Duncan Fletcher; Behind The ShadesStuart Wark |
Author: Duncan Fletcher with Stephen James
Publisher: Simon & Schuster
Rating: 3.5 stars
I must begin this review with an admission; for whatever reason I cannot stand Duncan Fletcher. I usually try not to make such judgments on people I have never met, and I’m sure Fletcher is a delightful and charming man in private. But his mannerisms and seeming insistence for taking all credit and no responsibility for English cricket in the past decade has always rubbed me up the wrong way. As such, I wasn’t expecting much of this ghosted autobiography that I read on holidays. It had been roundly panned in some English papers for being a non-stop whinge, and this analysis fitted with my preconceived notion of Fletcher’s personality. However, I found that the reality of the book was different to my initial impressions.
Fletcher details his early life growing up on a farm in Zimbabwe. His talent for sport was evident, but Fletcher reveals that he felt less skillful than his five brothers and sisters. It is perhaps this feeling of inadequacy that led to his determination to succeed in the face of more gifted athletes. Fletcher details his early cricketing experiences, leading to his captaincy of the Zimbabwean team in their debut one day international, and also their famous victory over the Australian side in the 1983 World Cup.
Fletcher went into coaching at the end of his playing days, and it was in coaching that he really made his name. He initially guided Western Province in South Africa and also Glamorgan in England to national titles. The co-author of the book, Stephen James, is a former associate from Glamorgan. Fletcher’s success with these two domestic teams led to his appointment in 1999 as the coach of the English national team, a decision that surprised many off-field pundits. Whether it was due largely to his efforts, the culmination of many years work by previous coaches, or just simple luck, Fletcher’s time as England coach saw them achieve some of their best Test results for decades. England’s success reached a zenith with their win in the 2005 Ashes series.
The chapters in which Fletcher describes his time with both Glamorgan and England are very interesting. He details some of the conflicts and problems he experienced with different authority figures, and also with some of the players that he supported. Fletcher expresses some very forthright views on the way England cricket has been and still is run, and the roles that administrators play. There is, not surprisingly, a fair amount of space dedicated to the astonishing 2005 Ashes victory, but also to its unfortunate 2006/07 aftermath in Australia. Fletcher also provides some insight into the coaching side of cricket, and these parts were mostly well thought out.

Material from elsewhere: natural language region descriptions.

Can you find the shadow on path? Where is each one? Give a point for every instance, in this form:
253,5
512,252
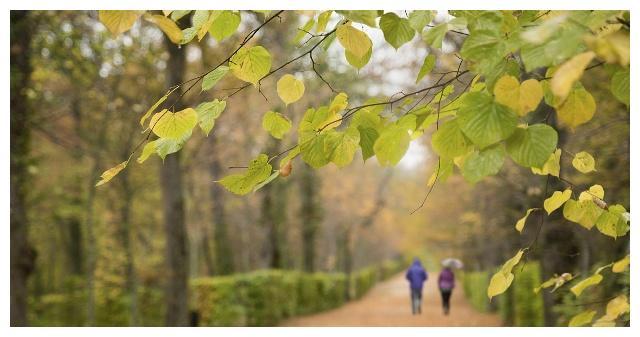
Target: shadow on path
388,304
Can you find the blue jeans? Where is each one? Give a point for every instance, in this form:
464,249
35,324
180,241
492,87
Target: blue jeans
416,300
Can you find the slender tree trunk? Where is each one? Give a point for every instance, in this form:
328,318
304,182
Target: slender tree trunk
130,271
22,253
223,253
176,295
310,215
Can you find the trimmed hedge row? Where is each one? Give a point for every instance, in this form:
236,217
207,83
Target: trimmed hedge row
519,305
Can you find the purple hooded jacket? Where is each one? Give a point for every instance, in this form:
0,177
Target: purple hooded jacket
446,280
416,275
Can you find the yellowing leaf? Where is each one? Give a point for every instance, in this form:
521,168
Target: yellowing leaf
353,40
168,26
568,73
584,162
251,64
521,98
258,171
594,191
621,265
520,223
577,109
582,318
110,173
290,89
556,200
118,22
166,124
501,280
276,124
588,282
551,166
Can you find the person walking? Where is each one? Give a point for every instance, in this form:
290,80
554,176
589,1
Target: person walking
416,275
446,283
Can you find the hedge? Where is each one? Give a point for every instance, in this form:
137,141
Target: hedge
519,305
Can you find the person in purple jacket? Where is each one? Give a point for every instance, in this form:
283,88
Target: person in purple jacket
446,283
416,276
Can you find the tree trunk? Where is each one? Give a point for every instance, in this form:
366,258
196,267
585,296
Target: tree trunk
22,253
176,295
222,245
310,215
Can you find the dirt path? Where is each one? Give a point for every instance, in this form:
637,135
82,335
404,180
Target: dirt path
387,304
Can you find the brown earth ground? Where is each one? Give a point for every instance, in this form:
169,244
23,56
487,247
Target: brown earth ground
388,304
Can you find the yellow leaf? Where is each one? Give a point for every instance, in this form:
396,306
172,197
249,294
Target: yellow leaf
568,73
118,21
173,32
501,280
577,109
110,173
594,191
551,166
521,98
166,124
353,40
584,162
621,265
556,200
521,222
588,282
582,318
290,89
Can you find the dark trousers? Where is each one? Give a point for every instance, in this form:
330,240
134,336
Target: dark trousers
416,299
446,295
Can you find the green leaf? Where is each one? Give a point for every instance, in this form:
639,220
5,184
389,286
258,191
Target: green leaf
427,66
419,19
501,280
368,17
582,318
354,40
302,31
224,25
480,164
323,19
166,124
276,124
584,162
583,212
521,222
532,146
568,73
368,137
391,145
621,265
313,150
485,122
290,89
340,147
556,200
210,80
259,170
118,22
168,26
208,112
251,64
588,282
551,166
397,31
620,85
357,62
110,173
449,141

Fletcher has presented a tough image to the world, but it would appear that he has been quite affected by what people think and write about him. In some ways, this autobiography has some of the appeal of a trashy Hollywood novel by Jackie Collins. Fletcher doesn’t hold back with his views on certain people, and everyone who may have disrespected him in any way gets the treatment. There is undoubtedly an undercurrent of significant bitterness, which is a pity, but it does make for fascinating reading. The writing is considered and not over-the-top in style, but the intent is clear to all. Fletcher does display an annoying tendency towards the “Shane Warne / Ian Botham syndrome”, in which it appears that everything is always someone else’s fault, and that he is continually either misquoted or misrepresented.
I did not realize this initially, but this book was partially serialized in the British newspaper, The Daily Mail. This fact would quite possibly account for the poor reviews that many competitor papers in the UK gave the book. A lot of the more controversial parts of the book (such as dropping Andrew Flintoff right into it) were evidently first seen in the Daily Mail. Not being a Daily Mail reader, I missed all of that, and as such, I read the book through with no previous exposure. And surprisingly, I liked it a lot. I wasn’t expecting much, but in my view it was one of the best autobiographies released in 2007. The fact that the book covers a person’s entire playing and coaching career, rather than being a premature review of a 23 year old flavour of the month newcomer, allowed it to be sufficiently detailed and remain interesting. Both Fletcher and the co-author James deserve credit for this effort. It is sensational in parts, and certain bits of self-absolution were quite irritating, but overall it is a recommended read.